The survey, which compares surpluses and deficits in individual countries, shows that in Europe the most profitable country in which to pool benefits is Finland, which produced an average surplus of 18% of premiums.
Ireland came close behind with a surplus of 17%, followed by Austria and Greece both with 12%.
The UK, however, showed a significant deficit of –25% and of the other European countries surveyed, Spain also recorded negative figures of –3.6%.
Roger Beech, European partner at Mercer, comments: “Some countries appear to offer greater potential for pooling surpluses than others, though within countries there may be variations in the performances of different benefits business.
“ On that basis, multinationals might want to review the countries and contracts currently included in their pools.”
Mercer says the UK results were somewhat distorted by a minority of unprofitable pools.
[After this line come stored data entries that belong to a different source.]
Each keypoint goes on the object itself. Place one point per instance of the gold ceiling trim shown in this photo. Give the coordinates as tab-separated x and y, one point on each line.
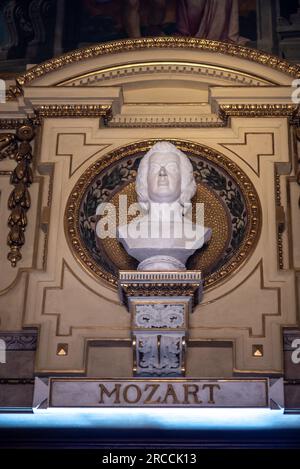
258	110
70	110
71	217
132	45
163	63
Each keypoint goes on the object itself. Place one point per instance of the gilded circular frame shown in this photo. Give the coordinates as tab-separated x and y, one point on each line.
253	207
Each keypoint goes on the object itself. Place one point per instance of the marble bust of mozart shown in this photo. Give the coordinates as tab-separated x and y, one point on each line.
164	236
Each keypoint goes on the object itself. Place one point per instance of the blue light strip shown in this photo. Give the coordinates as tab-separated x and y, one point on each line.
154	418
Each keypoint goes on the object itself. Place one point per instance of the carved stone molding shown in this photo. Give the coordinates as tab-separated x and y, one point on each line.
76	227
158	43
17	146
257	110
19	340
68	111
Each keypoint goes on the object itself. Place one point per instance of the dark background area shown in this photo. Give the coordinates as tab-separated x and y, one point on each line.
32	31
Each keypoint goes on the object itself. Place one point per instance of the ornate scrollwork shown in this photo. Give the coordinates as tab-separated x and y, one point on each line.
17	146
158	43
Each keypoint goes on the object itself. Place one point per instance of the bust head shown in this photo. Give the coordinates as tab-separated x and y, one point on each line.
165	175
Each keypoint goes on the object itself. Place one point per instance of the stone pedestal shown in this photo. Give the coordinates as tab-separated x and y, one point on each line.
159	304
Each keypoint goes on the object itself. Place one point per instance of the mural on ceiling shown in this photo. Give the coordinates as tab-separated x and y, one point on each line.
35	30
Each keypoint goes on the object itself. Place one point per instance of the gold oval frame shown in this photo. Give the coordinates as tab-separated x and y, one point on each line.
71	217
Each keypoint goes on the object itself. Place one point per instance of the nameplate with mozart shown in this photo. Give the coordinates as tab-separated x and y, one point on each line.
71	392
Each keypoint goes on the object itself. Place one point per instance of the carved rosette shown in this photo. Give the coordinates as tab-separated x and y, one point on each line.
17	146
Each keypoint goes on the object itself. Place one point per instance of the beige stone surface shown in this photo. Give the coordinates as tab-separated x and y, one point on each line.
51	291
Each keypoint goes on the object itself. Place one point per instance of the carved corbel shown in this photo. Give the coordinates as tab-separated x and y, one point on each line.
17	146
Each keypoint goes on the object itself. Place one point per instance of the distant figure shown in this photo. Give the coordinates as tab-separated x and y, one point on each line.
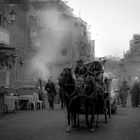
80	69
123	92
135	91
50	88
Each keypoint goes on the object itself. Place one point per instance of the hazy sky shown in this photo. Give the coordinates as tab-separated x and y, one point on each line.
113	23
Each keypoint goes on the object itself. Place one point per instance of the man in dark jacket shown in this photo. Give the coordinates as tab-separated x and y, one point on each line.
135	91
80	69
50	88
Out of 236 UK pooling reports, 79 had a deficit while 157 contributed a surplus.
Overall, the survey shows the annual average dividend from multinational pools dropping to 2.7% of poled fund premium (on a loss carry forward basis), less than half that of the 5.7% figure recorded in 1998.
“ Most likely, the main reason behind this reduction in dividends is the increased competition in local markets. This results in lower, up-front premiums and local profit sharing which reduce insurers profit margins and, in turn, the capacity for excess margins to be released through pooling dividends,” adds Beech.
As an example of the variation in results, Mercer says that five per cent of pools recorded deficits of 50-100% of premiums, while four per cent of pools enjoyed surpluses of 50-100% of premiums.
The study also found that total retentions, counted as risk plus administrative charges, decreased as the total pooled premium volume increased.
Beech comments: “The evidence suggests that savings could be made if multinationals expanded their pools into with appropriate contracts or combined smaller pools into fewer larger pools.”
Beech also notes that many pools are not actively managed, thus increasing the chances of poor performance.